1) After _lots_ of staring at the cscope code and the inverted indices it generates I noticed it subtly corrupts the inverted its indices (on x86_64).
2) Some background:
- the index consist of blocks of 16384 bytes.
- each blocks starts with a 3 longs sized header:
* number of terms in this block
* number of next block
* number of previous block
- this is followed by a list (number of terms long) of entries, of size 2 long. These entries contain (amongst other things) the offset to an entry in the next list.
- this next list (also number of terms long) contains the strings of these terms and their offset in the postings file (ie, cscope.po.out)
The first list grows up, the second list grows down. Due to errors in the handling of x86_64's long size these two lists end up overwriting each other. Net effect: some terms are not properly indexed.
3) I'll also attach two patches that (together) seem to fix this issue.
Created attachment 596212 [details]
simple parse of inverted index file (cscope.in.out)

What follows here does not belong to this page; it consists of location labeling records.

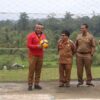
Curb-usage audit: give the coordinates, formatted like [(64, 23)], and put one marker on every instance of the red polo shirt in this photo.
[(32, 43)]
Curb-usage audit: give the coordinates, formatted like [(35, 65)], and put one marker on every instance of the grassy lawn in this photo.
[(47, 74)]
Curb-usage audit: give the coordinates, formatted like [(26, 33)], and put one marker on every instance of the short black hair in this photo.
[(86, 25), (66, 32)]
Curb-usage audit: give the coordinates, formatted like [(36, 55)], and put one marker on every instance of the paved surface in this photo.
[(50, 91)]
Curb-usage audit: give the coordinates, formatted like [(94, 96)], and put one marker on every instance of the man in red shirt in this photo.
[(35, 51)]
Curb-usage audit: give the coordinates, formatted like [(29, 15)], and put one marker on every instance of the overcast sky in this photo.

Usage: perl index.pl cscope.in.out
Created attachment 596217 [details]
fix code that is fairly obviously wrond on x86_64
0) This patch fixes code (and some comments) that is fairly obviously wrong. "amtused" (amount used?) starts at 16 (3 * 4 plus 4 for security). I suggest changing this to simply 3 * sizeof(long).
1) So this also drops the security margin: that shouldn't be necessary.
2) Comments welcome.
3) I'd be happy to turn this into a proper patch after review. (Does cscope have a git repo?)

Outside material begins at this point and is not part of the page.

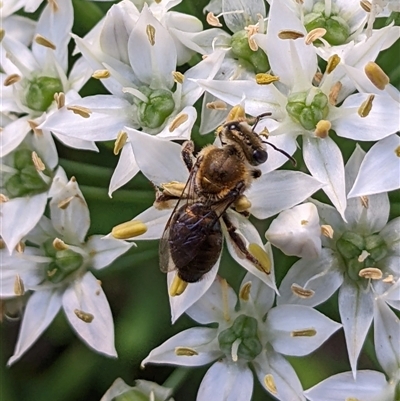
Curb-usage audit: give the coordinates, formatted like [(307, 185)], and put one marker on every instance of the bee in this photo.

Created attachment 596219 [details]
fix code that is apparently also incorrect
0) The previous patch in itself doesn't fix all corruption. Some further staring at the code suggested this patch, which simply changes another suspicious magic constant at a strategic spot. (The spot were the code somehow manages to remove the last term from a block, ie drop the term that would be too large to also fit in that block.)
1) This code seems to work. I'm far from sure why. To become sure requires in depth analysis of invmake() and invnewterm(). But I happen to value my sanity. So chances are I will not be a to do that analysis...
2) Review appreciated.
thanks, I'll take a look at this tomorrow!

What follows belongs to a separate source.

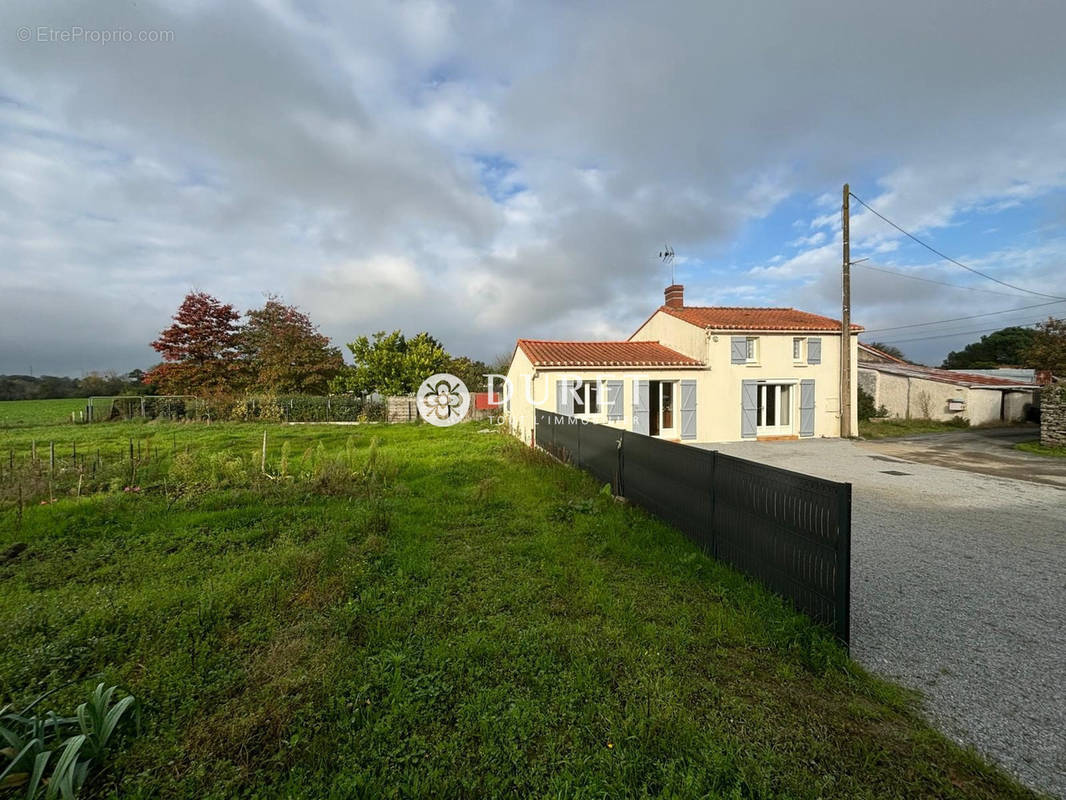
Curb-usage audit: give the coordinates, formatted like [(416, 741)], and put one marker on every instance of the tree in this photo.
[(888, 350), (1005, 348), (390, 364), (199, 350), (423, 357), (1048, 348), (283, 351), (471, 371)]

Paul, I've loked at your code and all your changes look reasonable to me. When cscope was written back in Bell labs in the 80's I imagine no one ever thought that longs would be more than 4 bytes.
I've been meaning to convert the cscope tree from cvs to git forever now, but for now you can browse the upstream source at sourceforge (http://cscope.sourceforge.net). i'll integrate these patches as they are upstream and pull them back to fedora shortly. Thanks!
cscope-15.8-2.fc16 has been submitted as an update for Fedora 16.
(In reply to comment #5)
> I've been meaning to convert the cscope tree from cvs to git forever now,
> but for now you can browse the upstream source at sourceforge
It's probably quite a job to convert from cvs to git. I can't help with that job (having never done it myself). That would make it rather self-serving to just say that a git repository for cscope would be greatly appreciated. So I'll refrain from saying that.
> i'll integrate these patches as they are
> upstream and pull them back to fedora shortly. Thanks!
Would you prefer that future patches, if any, be submitted upstream? Fedora cscope is now patch clean, so Fedora specific patches should be rare.
* should fix your issue,
* was pushed to the Fedora 16 testing repository,
* should be available at your local mirror within two days.
Update it with:
# su -c 'yum update --enablerepo=updates-testing cscope-15.8-2.fc16'
as soon as you are able to.
Please go to the following url:
then log in and leave karma (feedback).
cscope-15.8-2.fc16 has been pushed to the Fedora 16 stable repository. If problems still persist, please make note of it in this bug report.